It’s not just myself or even Colin that have had these worrying thoughts when turning 30. Blake Worrall-Thompson, a lifestyle and mindset coach for men, has also had similar worries. I spoke to Blake to ask him about his experiences and how he managed to navigate them.
Blake is 38 now but has spent the last 15 years working on himself and helping other men to work on themselves, too. He admits when he was younger, he gravitated more towards women as he felt he could have more meaningful and deeper conversations, compared to those he’d have with his male friends.
It was this, among other factors, that allowed him to realise that this was who he was as a person. While other people may go off on a quest to become what society deems as “perfect,” Blake just wanted to feel complete and sure of himself. He now makes it his job to help other men realise the benefits of being open and dealing with any past trauma.
Blake calls this the hedonic treadmill. “Most of society is on it and very few people will get off,” he explains.
“It’s essentially where you reach for a goal (a bigger paycheck, a job promotion, a new house, a car or a hotter partner) only you find once you get there, that you’re a little disappointed and underwhelmed by how you feel.”
“So you’ll find yourself thinking ‘well that didn’t quite hit the sweet spot, so I must need an even bigger pay rise, another job promotion, a faster/better car,’ and you start the chase of the ‘elusive carrot’ again.”
He expands upon the topic of the timeline society says we should follow, and how it’s not necessarily the right path for every single one of us to take: “Find YOUR truth, not the status quo… You go to school, get good grades, get a job, find a partner, buy a white picket fence with 2.5 kids and a dog, retire when you’re 65, die when you’re 75.”
“If that’s YOUR truth then go for it. Just be mindful, when you really sit in stillness and silence with yourself and by yourself, that you may find out this isn’t for you and that you’ve just bought into the ‘norm’ without really asking yourself, ‘what do YOU want?’”

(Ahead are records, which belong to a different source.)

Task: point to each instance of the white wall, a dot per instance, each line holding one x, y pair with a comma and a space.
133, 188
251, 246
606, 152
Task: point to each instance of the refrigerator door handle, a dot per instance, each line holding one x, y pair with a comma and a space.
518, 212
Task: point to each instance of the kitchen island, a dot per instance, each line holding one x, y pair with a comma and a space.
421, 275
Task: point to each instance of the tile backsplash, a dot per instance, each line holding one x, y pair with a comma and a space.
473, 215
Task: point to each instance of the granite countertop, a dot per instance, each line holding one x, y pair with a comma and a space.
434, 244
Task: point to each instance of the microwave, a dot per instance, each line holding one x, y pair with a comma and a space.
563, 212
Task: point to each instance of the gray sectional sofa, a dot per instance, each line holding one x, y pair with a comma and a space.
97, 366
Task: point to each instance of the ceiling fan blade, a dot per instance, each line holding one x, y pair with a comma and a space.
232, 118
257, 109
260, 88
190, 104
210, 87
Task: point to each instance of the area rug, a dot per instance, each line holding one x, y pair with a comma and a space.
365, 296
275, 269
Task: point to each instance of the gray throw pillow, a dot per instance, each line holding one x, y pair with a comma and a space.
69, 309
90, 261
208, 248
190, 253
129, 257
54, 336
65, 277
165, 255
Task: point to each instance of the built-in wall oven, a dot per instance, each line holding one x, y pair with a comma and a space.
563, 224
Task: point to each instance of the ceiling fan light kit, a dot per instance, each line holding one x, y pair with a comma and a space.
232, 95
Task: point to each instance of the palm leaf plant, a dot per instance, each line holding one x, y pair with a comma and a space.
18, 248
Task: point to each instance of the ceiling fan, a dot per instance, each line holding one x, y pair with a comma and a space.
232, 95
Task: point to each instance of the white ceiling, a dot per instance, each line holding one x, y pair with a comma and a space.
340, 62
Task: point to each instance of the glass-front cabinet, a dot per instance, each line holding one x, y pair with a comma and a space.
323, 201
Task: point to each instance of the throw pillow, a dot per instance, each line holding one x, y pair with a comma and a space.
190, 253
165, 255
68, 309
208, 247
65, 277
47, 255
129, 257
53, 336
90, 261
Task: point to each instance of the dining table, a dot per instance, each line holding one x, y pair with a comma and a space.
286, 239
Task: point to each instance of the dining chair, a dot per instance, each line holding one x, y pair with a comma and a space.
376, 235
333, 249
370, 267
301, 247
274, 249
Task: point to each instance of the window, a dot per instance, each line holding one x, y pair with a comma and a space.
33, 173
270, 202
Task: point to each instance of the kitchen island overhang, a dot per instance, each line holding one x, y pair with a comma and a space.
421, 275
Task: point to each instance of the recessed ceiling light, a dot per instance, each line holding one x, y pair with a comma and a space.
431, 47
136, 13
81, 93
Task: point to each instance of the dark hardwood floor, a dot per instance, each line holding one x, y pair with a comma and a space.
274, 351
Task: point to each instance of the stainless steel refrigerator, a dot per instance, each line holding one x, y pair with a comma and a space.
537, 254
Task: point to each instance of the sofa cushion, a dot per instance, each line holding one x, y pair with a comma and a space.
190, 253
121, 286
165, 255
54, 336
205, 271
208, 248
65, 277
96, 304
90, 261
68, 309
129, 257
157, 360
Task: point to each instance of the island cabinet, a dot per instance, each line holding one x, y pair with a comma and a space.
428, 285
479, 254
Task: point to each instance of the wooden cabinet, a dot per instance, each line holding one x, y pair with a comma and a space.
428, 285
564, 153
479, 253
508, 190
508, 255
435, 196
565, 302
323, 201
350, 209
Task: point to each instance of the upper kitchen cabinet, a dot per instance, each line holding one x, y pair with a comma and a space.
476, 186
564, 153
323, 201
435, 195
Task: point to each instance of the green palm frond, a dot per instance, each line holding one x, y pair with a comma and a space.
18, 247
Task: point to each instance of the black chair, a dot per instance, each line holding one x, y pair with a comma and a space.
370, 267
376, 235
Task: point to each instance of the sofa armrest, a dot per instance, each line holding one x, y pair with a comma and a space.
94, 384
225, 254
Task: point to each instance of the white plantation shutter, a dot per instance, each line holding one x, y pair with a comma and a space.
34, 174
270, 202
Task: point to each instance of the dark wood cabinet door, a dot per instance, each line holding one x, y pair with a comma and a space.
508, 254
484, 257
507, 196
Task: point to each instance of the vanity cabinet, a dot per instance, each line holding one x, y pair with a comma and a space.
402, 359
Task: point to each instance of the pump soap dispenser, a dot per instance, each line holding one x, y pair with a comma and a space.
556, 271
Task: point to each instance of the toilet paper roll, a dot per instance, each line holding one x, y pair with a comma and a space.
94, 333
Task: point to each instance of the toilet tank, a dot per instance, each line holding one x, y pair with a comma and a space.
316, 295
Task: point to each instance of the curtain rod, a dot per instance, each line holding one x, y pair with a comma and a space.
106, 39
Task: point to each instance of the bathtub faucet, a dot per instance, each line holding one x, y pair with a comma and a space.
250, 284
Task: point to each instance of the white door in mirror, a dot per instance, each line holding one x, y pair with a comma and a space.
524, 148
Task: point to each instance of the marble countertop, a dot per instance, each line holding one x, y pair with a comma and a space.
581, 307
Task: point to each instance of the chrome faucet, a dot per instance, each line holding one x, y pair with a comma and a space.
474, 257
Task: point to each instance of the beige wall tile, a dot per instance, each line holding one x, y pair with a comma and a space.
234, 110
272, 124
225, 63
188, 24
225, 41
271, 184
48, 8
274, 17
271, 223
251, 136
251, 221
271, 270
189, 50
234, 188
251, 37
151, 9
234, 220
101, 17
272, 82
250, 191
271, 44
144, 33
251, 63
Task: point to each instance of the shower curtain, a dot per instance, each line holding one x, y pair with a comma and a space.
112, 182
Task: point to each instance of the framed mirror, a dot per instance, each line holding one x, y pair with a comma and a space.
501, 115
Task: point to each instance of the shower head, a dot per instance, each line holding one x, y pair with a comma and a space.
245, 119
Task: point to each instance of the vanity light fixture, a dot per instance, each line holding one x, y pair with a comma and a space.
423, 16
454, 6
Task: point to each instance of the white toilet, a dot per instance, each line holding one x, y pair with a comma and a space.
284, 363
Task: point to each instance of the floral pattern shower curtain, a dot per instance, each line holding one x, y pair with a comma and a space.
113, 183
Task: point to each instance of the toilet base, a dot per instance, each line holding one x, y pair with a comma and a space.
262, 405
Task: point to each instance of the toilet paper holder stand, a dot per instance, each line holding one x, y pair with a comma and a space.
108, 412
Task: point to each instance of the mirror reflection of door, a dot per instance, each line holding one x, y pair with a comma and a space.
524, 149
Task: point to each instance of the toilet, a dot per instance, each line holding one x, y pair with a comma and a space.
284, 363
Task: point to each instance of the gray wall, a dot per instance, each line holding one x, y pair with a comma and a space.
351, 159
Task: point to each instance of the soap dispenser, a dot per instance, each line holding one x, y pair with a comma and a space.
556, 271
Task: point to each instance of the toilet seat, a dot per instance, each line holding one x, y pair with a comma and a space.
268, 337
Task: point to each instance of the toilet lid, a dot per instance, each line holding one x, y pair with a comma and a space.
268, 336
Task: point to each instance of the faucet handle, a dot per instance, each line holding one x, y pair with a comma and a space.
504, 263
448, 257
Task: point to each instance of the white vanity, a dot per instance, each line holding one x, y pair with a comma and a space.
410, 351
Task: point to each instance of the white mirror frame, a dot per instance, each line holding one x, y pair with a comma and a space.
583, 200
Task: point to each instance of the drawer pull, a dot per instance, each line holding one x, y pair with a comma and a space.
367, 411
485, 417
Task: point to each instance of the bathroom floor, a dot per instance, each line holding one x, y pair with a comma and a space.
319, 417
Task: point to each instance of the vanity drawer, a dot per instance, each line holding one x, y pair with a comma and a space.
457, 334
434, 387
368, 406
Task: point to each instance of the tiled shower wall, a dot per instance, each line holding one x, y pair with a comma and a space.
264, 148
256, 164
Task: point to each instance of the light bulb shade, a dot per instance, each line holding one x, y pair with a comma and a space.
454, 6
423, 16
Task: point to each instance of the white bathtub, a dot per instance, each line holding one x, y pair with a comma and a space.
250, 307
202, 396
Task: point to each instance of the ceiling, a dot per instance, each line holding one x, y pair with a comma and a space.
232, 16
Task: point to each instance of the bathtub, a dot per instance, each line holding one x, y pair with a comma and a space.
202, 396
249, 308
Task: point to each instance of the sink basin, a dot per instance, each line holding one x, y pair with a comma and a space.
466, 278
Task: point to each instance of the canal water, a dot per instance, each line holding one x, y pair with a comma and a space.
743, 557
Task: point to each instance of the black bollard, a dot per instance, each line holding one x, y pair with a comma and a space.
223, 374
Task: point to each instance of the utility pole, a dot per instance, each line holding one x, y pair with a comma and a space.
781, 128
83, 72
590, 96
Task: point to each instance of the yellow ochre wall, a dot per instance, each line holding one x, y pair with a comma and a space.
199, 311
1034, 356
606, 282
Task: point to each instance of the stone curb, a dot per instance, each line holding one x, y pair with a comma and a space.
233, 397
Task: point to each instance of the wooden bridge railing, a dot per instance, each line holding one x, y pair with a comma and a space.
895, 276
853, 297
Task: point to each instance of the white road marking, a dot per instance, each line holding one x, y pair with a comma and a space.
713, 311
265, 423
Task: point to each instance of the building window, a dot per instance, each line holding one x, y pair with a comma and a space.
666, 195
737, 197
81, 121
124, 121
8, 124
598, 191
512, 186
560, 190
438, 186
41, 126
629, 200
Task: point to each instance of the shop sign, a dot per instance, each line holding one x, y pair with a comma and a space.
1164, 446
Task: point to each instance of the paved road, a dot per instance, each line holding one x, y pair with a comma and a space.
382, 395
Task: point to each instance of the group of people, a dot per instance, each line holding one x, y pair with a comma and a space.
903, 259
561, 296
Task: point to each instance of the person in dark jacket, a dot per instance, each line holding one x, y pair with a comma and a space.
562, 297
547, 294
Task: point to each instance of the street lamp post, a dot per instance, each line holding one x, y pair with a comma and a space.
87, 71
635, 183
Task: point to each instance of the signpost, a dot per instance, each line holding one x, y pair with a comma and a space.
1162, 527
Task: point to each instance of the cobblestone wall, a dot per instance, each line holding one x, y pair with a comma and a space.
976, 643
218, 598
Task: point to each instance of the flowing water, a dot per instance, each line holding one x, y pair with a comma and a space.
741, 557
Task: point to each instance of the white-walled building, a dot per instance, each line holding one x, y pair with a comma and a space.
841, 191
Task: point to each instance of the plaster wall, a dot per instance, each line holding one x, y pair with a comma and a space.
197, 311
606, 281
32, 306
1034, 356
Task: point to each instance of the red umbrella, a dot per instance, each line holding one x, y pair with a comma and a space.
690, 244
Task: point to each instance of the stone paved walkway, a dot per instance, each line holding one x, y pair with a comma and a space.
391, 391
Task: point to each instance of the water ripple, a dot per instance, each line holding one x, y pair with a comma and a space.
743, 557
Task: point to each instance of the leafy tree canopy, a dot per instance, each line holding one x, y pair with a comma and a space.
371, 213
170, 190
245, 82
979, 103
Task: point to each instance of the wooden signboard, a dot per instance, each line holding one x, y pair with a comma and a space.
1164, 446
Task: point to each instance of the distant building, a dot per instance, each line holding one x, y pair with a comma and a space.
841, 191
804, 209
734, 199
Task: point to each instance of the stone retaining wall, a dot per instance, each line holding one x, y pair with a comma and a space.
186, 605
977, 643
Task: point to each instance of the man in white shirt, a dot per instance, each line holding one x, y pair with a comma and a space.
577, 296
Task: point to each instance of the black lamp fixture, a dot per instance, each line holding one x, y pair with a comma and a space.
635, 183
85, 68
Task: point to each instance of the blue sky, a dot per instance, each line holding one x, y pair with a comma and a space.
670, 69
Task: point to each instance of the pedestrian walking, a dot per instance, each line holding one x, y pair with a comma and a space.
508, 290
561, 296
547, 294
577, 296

This point certainly spoke to me. I definitely haven’t followed society’s ideal timeline, but am I unhappy about that? No. Instead of settling down with someone, buying a house etc, I’ve instead moved to Australia, made an incredible group of friends, experienced new ways of living and had some eye-opening conversations with people. I know full well I would have missed out on all these experiences and more, had I ‘bought into the system’, as Blake puts it.
Blake hits home that we should all be mindful of pressure. “Whether it’s self-inflicted or society inflicted, the majority have bought into the same narrative and may make judgements or ask questions of the path you are taking, ‘Oh, so you’re not going to university?’; ‘Oh, so you haven’t bought a house yet?’; ‘Oh, so you don’t have a partner?’…”
“If you don’t know what is really true for you, you may find that you beat yourself up for not following the common path and ‘conform’ because you think you should. Work out who you are and stay true to that.”
So, to answer the question put forward in the headline. I should just keep doing whatever the f**k I want. Yes, I think I’m allowed to worry but ultimately, I don’t. I’m going to continue learning to accept all the facets that make me, me and once I’m 100% happy and sure of myself, I can then start tackling other goals.